Unfortunately, the development of a real space reactor has been largely inconclusive at this point. The USA first flew up the SNAP-10 in 1965, the initial space reactor, but since the early ’00s, there has been just about zero fungible progress — as pointed out by Dave Poston at the Los Alamos National Laboratory in New Mexico. In order to appropriately develop a nuclear space reactor, there needs to be a renewed focus on extensive research and money on hand. Steve Jurczyk of NASA’s own Space Technology Mission Directorate says, “Costs ran up from hundreds of millions to billions of dollars.”
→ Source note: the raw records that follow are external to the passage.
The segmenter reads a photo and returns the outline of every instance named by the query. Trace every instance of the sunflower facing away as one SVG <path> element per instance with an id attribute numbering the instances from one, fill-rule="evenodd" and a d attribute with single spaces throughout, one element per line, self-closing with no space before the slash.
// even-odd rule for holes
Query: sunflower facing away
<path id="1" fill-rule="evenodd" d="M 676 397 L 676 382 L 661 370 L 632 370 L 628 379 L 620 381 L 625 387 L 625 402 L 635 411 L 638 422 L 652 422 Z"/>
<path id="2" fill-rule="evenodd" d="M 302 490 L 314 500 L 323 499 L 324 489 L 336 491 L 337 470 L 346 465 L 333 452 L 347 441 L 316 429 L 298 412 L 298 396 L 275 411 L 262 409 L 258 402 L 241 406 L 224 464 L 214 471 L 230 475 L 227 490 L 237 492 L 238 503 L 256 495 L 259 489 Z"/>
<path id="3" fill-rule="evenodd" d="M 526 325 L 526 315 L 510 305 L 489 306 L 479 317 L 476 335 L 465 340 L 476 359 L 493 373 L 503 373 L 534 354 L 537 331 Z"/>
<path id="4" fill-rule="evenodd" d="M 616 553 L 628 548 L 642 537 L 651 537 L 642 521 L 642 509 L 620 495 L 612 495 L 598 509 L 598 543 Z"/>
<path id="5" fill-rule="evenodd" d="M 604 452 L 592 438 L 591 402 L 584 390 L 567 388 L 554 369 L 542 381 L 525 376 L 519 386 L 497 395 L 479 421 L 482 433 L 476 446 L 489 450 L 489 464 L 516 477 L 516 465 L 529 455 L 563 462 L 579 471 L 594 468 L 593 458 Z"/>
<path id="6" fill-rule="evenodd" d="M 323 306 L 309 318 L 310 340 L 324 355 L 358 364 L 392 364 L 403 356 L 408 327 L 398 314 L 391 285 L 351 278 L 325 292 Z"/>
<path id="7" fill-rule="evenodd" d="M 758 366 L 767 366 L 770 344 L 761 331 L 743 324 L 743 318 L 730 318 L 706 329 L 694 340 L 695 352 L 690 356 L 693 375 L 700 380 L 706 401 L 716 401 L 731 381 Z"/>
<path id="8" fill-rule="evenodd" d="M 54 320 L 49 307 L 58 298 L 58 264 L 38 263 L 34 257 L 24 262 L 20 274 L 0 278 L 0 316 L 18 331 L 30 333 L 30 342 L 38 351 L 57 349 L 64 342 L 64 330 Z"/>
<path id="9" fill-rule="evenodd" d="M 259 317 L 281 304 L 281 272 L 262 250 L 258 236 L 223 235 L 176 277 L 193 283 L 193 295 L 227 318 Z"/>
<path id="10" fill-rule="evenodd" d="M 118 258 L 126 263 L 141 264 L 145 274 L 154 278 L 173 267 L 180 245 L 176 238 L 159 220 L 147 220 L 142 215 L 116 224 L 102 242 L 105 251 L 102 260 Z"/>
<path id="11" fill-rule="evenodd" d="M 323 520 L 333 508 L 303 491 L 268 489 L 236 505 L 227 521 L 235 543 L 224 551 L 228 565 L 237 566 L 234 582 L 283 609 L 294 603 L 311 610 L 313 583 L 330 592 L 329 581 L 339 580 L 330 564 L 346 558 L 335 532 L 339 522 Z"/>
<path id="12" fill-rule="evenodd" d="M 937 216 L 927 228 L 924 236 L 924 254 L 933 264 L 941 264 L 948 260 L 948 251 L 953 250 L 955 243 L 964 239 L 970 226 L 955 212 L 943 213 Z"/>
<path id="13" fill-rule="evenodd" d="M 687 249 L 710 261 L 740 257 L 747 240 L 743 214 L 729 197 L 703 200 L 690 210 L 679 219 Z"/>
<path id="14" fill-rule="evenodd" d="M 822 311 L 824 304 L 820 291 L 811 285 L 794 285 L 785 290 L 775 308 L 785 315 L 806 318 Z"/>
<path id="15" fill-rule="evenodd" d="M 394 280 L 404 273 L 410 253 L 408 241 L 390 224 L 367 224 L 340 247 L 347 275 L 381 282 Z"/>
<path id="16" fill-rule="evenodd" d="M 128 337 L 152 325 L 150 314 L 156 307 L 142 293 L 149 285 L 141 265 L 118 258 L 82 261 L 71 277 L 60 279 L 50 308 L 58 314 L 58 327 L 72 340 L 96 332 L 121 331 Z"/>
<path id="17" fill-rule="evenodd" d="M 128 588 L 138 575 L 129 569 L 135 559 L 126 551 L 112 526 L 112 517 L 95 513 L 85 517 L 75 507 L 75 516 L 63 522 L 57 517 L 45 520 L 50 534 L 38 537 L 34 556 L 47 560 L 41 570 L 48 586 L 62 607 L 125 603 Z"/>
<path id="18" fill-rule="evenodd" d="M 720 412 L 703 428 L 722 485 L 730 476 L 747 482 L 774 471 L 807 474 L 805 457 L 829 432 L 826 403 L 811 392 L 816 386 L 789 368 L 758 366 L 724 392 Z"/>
Now, we are looking at the Kilopwer Reactor which is allegedly both inexpensive and simple in function. NASA officials are excited about the Kilopower because it leans on science that is already established, utilizing active nuclear fission like a traditional reactor. The hope here is that the Kilopower will be able to harvest more energy in a far more efficient manner than their RTG units. With so much going on at NASA in recent years, there is renewed hope that this could be the answer to our deep-space targets.